La tragedia de la guerra, la violencia y la impotencia kafkiana
Esteban Silva*, para Radio Jai [1]
En las cortas 350 páginas que completó en vida, Franz Kafka reflejó la constante contradicción del ser humano y la impotencia de su ser interno frente a lo externo; la frustración de nuestros entretelones al enfrentar una realidad que nos moldea, presiona y domina. El prominente escritor judío checo nos ubica en el llamado “absurdo de la vida”, en el que simbólicamente sus personajes se ven permanentemente zarandeados y desvalidos frente a instancias ocultas e incontrolables; esto es, la condensación de los sentimientos encontrados y el efecto del mundo que nos rodea sobre ellos, llevando al hombre a sus límites desconocidos cual insectos.
Es por esa impotencia contradictoria que aún pasean en mi mente las ideas para iniciar este relato, guardado en mi archivo después de dos meses y medio. Quisiera que este fuera el prólogo de un nuevo análisis militar exhaustivo, o una nueva crónica sobre la cotidianeidad de la vida israelí en la política, diplomacia, música o incluso deporte. Pero en momentos tan complicados, faltan las palabras y sobran los pensamientos; no hay explicaciones válidas, sino tan solo una confesión a corazón expuesto.
Han pasado 81 días desde la fatídica mañana del 07/10. Como en una pesadilla sin fin o la trama de una aterradora película de terror, recibía desde Israel los reportes de la trágica infiltración terrorista fundamentalista que acabó con 1400 vidas inocentes, se llevó a 240 civiles desarmados de todas las edades e inició un nuevo episodio de este conflicto interminable.
¿Cómo enfrentarse a un entorno adverso para explicar en breves palabras el tan mentado “lenguaje de Medio Oriente? ¿Cómo sobreponerse a la ansiedad tan personal para informar “objetivamente” el conflicto que amenaza aquel lugar que alguna vez fue también mi casa?
El conflicto que he vivido. Crónica de una crítica sin final
Crecí educado en una desinformación no intencional sobre el conflicto, asumiendo la irritante posición que hoy evidencia Occidente: la insoportable necesidad de “estar en el lado correcto de la historia”. Retrocediendo en el tiempo, me convenzo de que es lo que toda persona “civilizada” (bajo nuestros estándares) haría si aprende desde siempre la historia unilateral de un “incesante genocidio”, donde la única lógica aplicable es la de “opresor y oprimido”: un villano totalmente deshumanizante, y un héroe cruelmente deshumanizado. Con este contexto llegué becado en 2021 a un Israel herido por el conflicto en Gaza, que acababa de quitarle a Benjamín Netanyahu su sitial privilegiado como hombre fuerte del país. Jamás olvidaré las razones de mi defensa cerrada del Estado de Israel: experimentar la integración cultural, la libertad político-religiosa y el desarrollo de un país surgido del desierto, únicamente con la fuerza y sentido comunitario de sus noveles habitantes.

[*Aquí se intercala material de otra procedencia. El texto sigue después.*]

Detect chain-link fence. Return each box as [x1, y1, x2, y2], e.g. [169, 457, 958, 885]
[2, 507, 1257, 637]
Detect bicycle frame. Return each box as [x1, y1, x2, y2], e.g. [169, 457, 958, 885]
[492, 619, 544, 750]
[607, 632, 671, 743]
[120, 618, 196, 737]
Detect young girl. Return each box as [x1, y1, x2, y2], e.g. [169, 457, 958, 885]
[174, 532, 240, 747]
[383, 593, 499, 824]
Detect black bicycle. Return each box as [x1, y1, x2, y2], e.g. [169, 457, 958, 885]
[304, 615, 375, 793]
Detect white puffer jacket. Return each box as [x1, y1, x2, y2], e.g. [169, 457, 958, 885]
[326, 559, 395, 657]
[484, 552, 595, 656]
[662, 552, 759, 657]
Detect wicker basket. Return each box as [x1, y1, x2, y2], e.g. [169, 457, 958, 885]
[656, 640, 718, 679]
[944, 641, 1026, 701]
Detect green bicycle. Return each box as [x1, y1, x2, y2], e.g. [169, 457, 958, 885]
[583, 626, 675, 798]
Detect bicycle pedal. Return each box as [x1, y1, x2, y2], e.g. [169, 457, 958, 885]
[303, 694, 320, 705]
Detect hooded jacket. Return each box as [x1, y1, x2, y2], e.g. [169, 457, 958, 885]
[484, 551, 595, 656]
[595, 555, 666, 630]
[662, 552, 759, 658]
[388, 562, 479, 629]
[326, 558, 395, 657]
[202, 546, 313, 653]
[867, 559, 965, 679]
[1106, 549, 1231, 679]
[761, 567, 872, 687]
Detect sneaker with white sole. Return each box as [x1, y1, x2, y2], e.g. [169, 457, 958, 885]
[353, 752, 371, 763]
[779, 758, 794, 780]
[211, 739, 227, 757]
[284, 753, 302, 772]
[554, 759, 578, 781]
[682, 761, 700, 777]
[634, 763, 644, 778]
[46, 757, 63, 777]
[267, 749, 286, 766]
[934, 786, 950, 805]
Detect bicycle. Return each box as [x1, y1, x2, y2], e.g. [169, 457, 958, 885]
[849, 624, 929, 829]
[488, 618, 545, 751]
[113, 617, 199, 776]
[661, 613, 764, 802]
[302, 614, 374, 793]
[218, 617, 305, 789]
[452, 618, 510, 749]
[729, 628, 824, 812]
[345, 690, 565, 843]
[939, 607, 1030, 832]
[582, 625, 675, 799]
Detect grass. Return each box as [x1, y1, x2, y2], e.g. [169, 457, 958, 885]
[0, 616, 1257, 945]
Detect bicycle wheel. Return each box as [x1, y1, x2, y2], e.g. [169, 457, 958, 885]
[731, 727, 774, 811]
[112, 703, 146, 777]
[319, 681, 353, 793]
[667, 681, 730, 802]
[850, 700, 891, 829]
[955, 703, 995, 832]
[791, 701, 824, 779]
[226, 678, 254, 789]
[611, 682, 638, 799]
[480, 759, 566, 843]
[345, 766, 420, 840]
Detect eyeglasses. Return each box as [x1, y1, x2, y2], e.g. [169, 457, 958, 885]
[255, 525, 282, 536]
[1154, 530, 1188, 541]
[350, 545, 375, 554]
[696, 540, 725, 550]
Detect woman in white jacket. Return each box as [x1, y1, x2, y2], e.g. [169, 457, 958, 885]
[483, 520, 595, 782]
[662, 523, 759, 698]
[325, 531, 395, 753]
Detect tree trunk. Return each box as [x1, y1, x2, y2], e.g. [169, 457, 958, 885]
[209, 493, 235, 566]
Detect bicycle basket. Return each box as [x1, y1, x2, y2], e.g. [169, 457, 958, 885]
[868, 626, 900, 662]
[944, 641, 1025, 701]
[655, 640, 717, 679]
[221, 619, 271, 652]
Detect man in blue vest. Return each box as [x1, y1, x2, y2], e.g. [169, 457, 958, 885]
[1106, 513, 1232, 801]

Sin embargo, pienso con mucha tristeza y ansiedad que el Israel que conocí hoy no existe más. El ataque traicionero de Hamás acabó con el paradigma del “país invencible”: un grupo de abigeos retrógradas financiados con petrodólares fue capaz de planificar arteramente un ataque al corazón del país con la mejor seguridad militar del mundo. Fallamos todos: desde la inteligencia artificial que es capaz de detectar las amenazas, hasta el propio gobierno que no fue capaz de prever una situación tan crítica; mención aparte a la casta política que había dividido al país en torno a una reforma judicial con tintes totalitarios. Es cierto, la masacre no es culpa de sus víctimas, pero es totalmente cierto que los enemigos de Israel sabían que la debilidad de la nación estaba en sus ánimos políticos caldeados.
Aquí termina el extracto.